Biochemistry · Nucleotide Metabolism and Disorders (Purine/Pyrimidine, Gout, Lesch-Nyhan, ADA-SCID)

A 3-year-old boy exhibits self-mutilating behavior, choreoathetosis, intellectual disability, and elevated serum uric acid. His red blood cells show nearly absent HGPRT activity.

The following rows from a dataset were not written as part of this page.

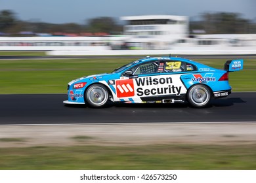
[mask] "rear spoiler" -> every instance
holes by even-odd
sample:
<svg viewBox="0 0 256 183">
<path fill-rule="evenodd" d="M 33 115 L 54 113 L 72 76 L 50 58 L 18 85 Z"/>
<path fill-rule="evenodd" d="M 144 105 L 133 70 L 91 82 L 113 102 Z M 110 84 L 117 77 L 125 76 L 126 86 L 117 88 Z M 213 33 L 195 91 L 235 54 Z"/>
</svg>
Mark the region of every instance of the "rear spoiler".
<svg viewBox="0 0 256 183">
<path fill-rule="evenodd" d="M 224 70 L 228 72 L 238 71 L 243 69 L 243 59 L 228 60 L 224 65 Z"/>
</svg>

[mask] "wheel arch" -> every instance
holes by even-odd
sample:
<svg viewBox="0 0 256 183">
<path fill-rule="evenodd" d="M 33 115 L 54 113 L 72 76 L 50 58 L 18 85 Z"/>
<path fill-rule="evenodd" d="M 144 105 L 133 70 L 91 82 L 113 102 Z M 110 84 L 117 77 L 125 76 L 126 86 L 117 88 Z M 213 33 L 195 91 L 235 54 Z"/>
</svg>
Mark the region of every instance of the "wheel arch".
<svg viewBox="0 0 256 183">
<path fill-rule="evenodd" d="M 102 83 L 102 82 L 94 82 L 90 83 L 90 84 L 87 86 L 86 88 L 85 89 L 85 90 L 83 92 L 83 96 L 84 96 L 83 99 L 85 101 L 85 97 L 86 92 L 88 90 L 88 89 L 89 88 L 89 87 L 91 86 L 94 85 L 94 84 L 100 84 L 100 85 L 105 86 L 105 88 L 108 90 L 108 94 L 111 96 L 111 97 L 113 97 L 112 91 L 111 91 L 111 90 L 110 89 L 110 88 L 108 87 L 108 85 L 104 84 L 104 83 Z"/>
<path fill-rule="evenodd" d="M 194 86 L 196 85 L 203 85 L 205 86 L 206 86 L 210 91 L 211 92 L 211 98 L 213 98 L 213 90 L 211 88 L 211 87 L 209 87 L 208 85 L 207 84 L 205 84 L 203 83 L 196 83 L 196 84 L 192 84 L 186 90 L 186 99 L 188 100 L 188 91 L 192 87 L 192 86 Z"/>
</svg>

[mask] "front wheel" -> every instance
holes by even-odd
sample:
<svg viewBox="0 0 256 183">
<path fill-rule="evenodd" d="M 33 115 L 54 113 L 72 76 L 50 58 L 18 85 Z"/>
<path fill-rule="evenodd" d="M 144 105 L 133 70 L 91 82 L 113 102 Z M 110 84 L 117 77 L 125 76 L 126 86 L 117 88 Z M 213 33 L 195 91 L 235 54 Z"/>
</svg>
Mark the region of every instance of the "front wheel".
<svg viewBox="0 0 256 183">
<path fill-rule="evenodd" d="M 197 84 L 189 89 L 188 101 L 194 107 L 203 108 L 210 102 L 211 95 L 211 91 L 206 86 Z"/>
<path fill-rule="evenodd" d="M 88 88 L 85 92 L 85 99 L 91 107 L 102 107 L 108 101 L 108 90 L 102 84 L 95 84 Z"/>
</svg>

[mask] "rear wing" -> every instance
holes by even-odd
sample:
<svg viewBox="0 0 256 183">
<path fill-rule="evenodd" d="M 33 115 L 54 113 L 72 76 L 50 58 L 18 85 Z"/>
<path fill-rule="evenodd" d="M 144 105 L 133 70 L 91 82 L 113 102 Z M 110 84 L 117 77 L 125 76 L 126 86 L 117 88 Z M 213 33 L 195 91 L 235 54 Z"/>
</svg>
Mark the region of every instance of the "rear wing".
<svg viewBox="0 0 256 183">
<path fill-rule="evenodd" d="M 238 71 L 243 69 L 243 59 L 228 60 L 224 65 L 224 70 L 228 72 Z"/>
</svg>

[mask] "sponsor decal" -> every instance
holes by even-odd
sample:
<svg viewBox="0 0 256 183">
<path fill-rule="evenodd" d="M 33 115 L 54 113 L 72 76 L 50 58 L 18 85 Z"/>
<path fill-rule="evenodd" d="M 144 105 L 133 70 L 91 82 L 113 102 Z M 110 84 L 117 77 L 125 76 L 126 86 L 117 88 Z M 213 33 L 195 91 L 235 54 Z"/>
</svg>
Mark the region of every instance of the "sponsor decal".
<svg viewBox="0 0 256 183">
<path fill-rule="evenodd" d="M 181 86 L 173 83 L 172 77 L 148 76 L 116 82 L 117 97 L 161 95 L 180 95 Z"/>
<path fill-rule="evenodd" d="M 193 75 L 194 78 L 192 78 L 192 82 L 208 82 L 216 81 L 215 77 L 212 77 L 213 73 L 206 73 L 203 76 L 201 74 Z"/>
<path fill-rule="evenodd" d="M 79 89 L 82 88 L 86 85 L 87 82 L 80 82 L 77 84 L 75 84 L 73 86 L 74 89 Z"/>
<path fill-rule="evenodd" d="M 242 67 L 241 61 L 234 61 L 232 62 L 233 64 L 231 65 L 231 68 L 232 70 L 236 70 L 240 69 Z"/>
<path fill-rule="evenodd" d="M 116 82 L 117 97 L 127 97 L 135 95 L 133 79 L 120 80 Z"/>
<path fill-rule="evenodd" d="M 223 93 L 218 93 L 214 94 L 214 97 L 225 97 L 225 96 L 228 96 L 228 92 L 223 92 Z"/>
<path fill-rule="evenodd" d="M 77 101 L 79 97 L 83 97 L 83 95 L 81 94 L 82 92 L 82 90 L 77 90 L 75 93 L 74 93 L 73 90 L 71 90 L 68 97 L 70 97 L 72 101 Z"/>
<path fill-rule="evenodd" d="M 156 95 L 162 94 L 176 94 L 179 95 L 181 94 L 181 86 L 175 86 L 172 85 L 173 79 L 171 77 L 168 78 L 154 78 L 145 77 L 135 79 L 136 84 L 139 86 L 137 89 L 137 95 L 140 97 L 142 95 Z M 140 86 L 154 86 L 163 84 L 166 87 L 156 87 L 151 89 L 145 89 Z M 161 86 L 161 85 L 160 85 Z"/>
<path fill-rule="evenodd" d="M 115 84 L 115 80 L 110 80 L 108 81 L 108 85 L 114 85 Z"/>
</svg>

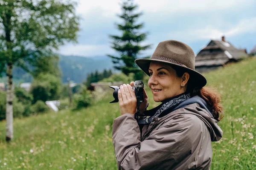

Which salvage pathway substrate accumulates to drive hyperuricemia?

  • A Adenosine
  • B Xanthine alone
  • C Orotic acid
  • D Hypoxanthine and guanine, channeled to xanthine oxidase
Correct answer: D. Hypoxanthine and guanine, channeled to xanthine oxidase

Explanation

HGPRT (hypoxanthine-guanine phosphoribosyltransferase) normally salvages hypoxanthine and guanine back to IMP and GMP using PRPP. In Lesch-Nyhan syndrome (X-linked HGPRT deficiency), hypoxanthine and guanine cannot be salvaged and are instead degraded by xanthine oxidase: hypoxanthine → xanthine → uric acid. Excess PRPP also drives de novo purine synthesis. Orotic acid accumulation occurs in pyrimidine synthesis defects (UMP synthase deficiency).

Reference: Harper's Illustrated Biochemistry, 32nd ed.